The story of Jacob and Esau returns us to the human scene with a vengeance... Esau has every reason (and right) to kill Jacob who has stolen his inheritance and very identity (27:36, 42). Jacob flees for his life, but then after twenty years the time comes for him to return and he fears intensely Esau's violence. He sets up an elaborate show of gifts and respect to appease his brother (32:13-20; 33:1-3). In the meantime he has an encounter with God in which he wrestles with the divine figure but God does not destroy him. Jacob says "I have seen God face to face, and yet my life is preserved" (32:30). The God that Jacob meets is precisely one who will not overcome him with superior force, who does not win violently. The message is directly confirmed in the following story when Esau comes to meet Jacob, embracing and kissing him and offering him none of the expected violence. In the dialogue Jacob then says "Truly to see you is like seeing the face of God--since you have received me with such favor" (33:10). Jacob should know: he has just discovered that God 's face or person is defined by non-conquest. Esau's "favor"--read nonviolence--is a precise mirror-image of this. The twining of God's gentleness and Esau's forgiveness is a triumph of biblical narrative.

In the encounter with God Jacob was given the name "Israel" meaning "the one who strives with God" or "God strives". The narrator interprets, saying Jacob has "striven with God and with humans and prevailed" (32:28), but hidden in Jacob's apparent victory is the deep nonviolence of the God of Israel revealed in this episode. It is that by which Jacob "wins" and is surely the wound which Jacob takes away from the encounter (32:25) and the whole of biblical revelation with him.

The story of Joseph is one of the best known in the bible, a tale of fraternal jealousy, attempted murder, slavery, lust, dreams and a great reversal. Joseph is the final and true hero of Genesis. His brothers intend to kill him out of jealousy because of preferential treatment from his father (basically the same scenario for which Cain killed Abel). Because of the intervention of Judah he is sold into slavery, the next best thing to killing him. As we know Joseph eventually rises to the pinnacle of power but that is only a stepping stone to the true reversal of the story.
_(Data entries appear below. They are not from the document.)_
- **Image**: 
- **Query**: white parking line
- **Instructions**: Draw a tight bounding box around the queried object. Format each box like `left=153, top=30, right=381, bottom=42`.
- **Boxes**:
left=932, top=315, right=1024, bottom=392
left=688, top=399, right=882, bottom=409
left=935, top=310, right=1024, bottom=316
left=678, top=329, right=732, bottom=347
In the time of famine his brothers come to Egypt seeking food and Joseph engages in an elaborate pantomime, stretching over a considerable space of time, to bring them progressively to a duplicate of the situation in which he was abandoned by them and thereby an intimate knowledge of their crime. This time it is Benjamin, his full brother, who is threatened with descent into the pit, but now in contrast Judah steps forward and volunteers to take his place in order to protect him. Joseph can bear it no longer and reveals his identity. The brothers are terrified but Joseph tells them not to be angry with themselves for what they had done, rather to see it as the working of God's purpose: "God sent me before you to preserve life..." (45:5)
In the story Joseph weeps four times when encountering his brothers in Egypt (42:24, 43:30, 45:2, 50:17). The first two times he does it in private, apart from them, the other times in their presence. The final time is after Jacob's death when the brothers, still wary of Joseph, try to get him to say he forgives them because Jacob had made a deathbed request that he should do so. Joseph weeps and on this occasion, for the first time, the brothers weep too. They have gone from murderous jealousy, to fear and remorse, to empathy, to something approaching sorrow. Joseph speaks to them kindly saying "Do not be afraid! Am I in the place of God?" (50:19). He again assures them that all this was intended by God for good.

The story demonstrates a genuine human process coming to a final point of bodily compassion for and with the victim (the brothers weep when they see Joseph weeping) and in a few ironic words suggests that human forgiveness is a much better way than divine revenge. The God that Joseph is talking about does not in fact look for revenge but rather finds a way to turn the harm to good.

The book of Genesis concludes, therefore, with a brilliant account of a new generative pathway in human life, the only one that can assure God's purpose of life. Surely the demonstration of this pathway is at least as much "Torah" (law and teaching) as any formal relationship of covenant.